It all started a little over six years ago when I first tried Ayahuasca. At the time of my first Ayahuasca ceremony , I didn’t feel like it had a big effect on me.
Before I tried ayahuasca for the first time, I was dealing with a lot of anxiety and depression. My therapist had already recommended that I take it a few times because he thought it would help me.
So, from experience, I can say that when it’s time, it’s time. I did everything I could to mess up my arrival at the first ceremony. I left work late, didn’t organize transportation, and didn’t prepare myself at all.
But no matter how much pushback I put up against it, I still managed to make it there, follow the instructions, and take the ayahuasca.
After that, I think I slept the whole night. I listened to music in the background, and it was like a dream.
To be honest, I don’t recall if I purged. I don’t remember if I cried or if only my soul and body rested.I had this feeling to get up and get a drink, but I held back.I also felt the hours passing, and I continued to lie there not knowing when it would end.
The hours went by, and then—out of the blue—drums started up. I opened my eyes and got up, and there were women with long skirts and wild hair dancing around the fire. I thought, “How magical!”
I didn’t get up, though. It felt like I was in a groove with them, but I didn’t let myself join in.

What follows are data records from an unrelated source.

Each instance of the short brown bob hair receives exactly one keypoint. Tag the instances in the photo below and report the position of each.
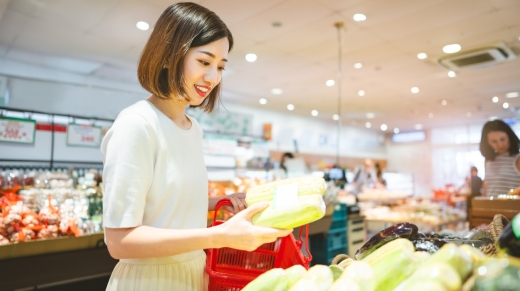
(181, 26)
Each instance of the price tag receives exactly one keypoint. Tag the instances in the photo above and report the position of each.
(17, 130)
(285, 195)
(83, 135)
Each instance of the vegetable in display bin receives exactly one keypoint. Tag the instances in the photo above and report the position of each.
(401, 230)
(293, 202)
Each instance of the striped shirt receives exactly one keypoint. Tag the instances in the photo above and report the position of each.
(502, 175)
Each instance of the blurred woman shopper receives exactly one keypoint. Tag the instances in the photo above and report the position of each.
(499, 145)
(155, 181)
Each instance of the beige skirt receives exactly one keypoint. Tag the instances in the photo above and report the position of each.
(181, 272)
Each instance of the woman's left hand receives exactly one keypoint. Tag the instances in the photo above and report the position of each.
(239, 202)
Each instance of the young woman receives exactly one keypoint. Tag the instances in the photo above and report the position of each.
(499, 145)
(155, 181)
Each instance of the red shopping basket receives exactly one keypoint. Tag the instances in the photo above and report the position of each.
(231, 270)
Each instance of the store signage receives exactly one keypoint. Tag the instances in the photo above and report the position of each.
(17, 130)
(83, 135)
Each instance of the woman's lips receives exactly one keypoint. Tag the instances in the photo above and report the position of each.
(203, 91)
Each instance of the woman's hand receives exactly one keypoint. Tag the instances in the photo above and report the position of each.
(239, 202)
(239, 233)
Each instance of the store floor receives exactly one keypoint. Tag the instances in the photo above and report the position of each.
(94, 284)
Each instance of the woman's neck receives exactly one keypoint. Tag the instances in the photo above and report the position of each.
(172, 108)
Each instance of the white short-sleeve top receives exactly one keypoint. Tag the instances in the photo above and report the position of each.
(154, 172)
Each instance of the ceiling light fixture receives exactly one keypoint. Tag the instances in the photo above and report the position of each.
(142, 25)
(422, 56)
(359, 17)
(251, 57)
(276, 91)
(451, 48)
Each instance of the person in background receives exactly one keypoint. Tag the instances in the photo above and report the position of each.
(474, 184)
(155, 182)
(365, 177)
(499, 146)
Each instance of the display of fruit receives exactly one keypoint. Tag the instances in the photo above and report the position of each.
(401, 230)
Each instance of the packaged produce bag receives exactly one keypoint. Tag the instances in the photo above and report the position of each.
(293, 202)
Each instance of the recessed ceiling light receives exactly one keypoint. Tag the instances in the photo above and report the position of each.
(142, 25)
(251, 57)
(451, 48)
(359, 17)
(276, 91)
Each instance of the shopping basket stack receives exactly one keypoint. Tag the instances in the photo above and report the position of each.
(231, 270)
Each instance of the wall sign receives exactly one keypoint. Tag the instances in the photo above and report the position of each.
(17, 130)
(83, 135)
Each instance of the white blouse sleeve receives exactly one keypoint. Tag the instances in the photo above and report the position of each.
(128, 156)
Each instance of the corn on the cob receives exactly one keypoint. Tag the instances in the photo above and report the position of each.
(306, 209)
(383, 251)
(305, 186)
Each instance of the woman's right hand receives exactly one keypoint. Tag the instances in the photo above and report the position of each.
(239, 233)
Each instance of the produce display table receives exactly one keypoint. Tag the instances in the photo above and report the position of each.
(41, 262)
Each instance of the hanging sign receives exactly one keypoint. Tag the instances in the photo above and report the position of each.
(83, 135)
(17, 130)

You know, Ayahuasca really does the job in a mysterious and wise way. They say it separates the soul from the illness, and that’s exactly what it did for me. It was a slow process, and that was the beginning of it.
At the end of the ceremony, the facilitator said that if you’ve taken Ayahuasca once, you’ll probably take it again, maybe not in a month or a year, but one day you’ll come back for more.
I’m happy to say that, contrary to my initial expectations, I did come back. Almost a year later, I took it again, and six years later, I’m still walking with it.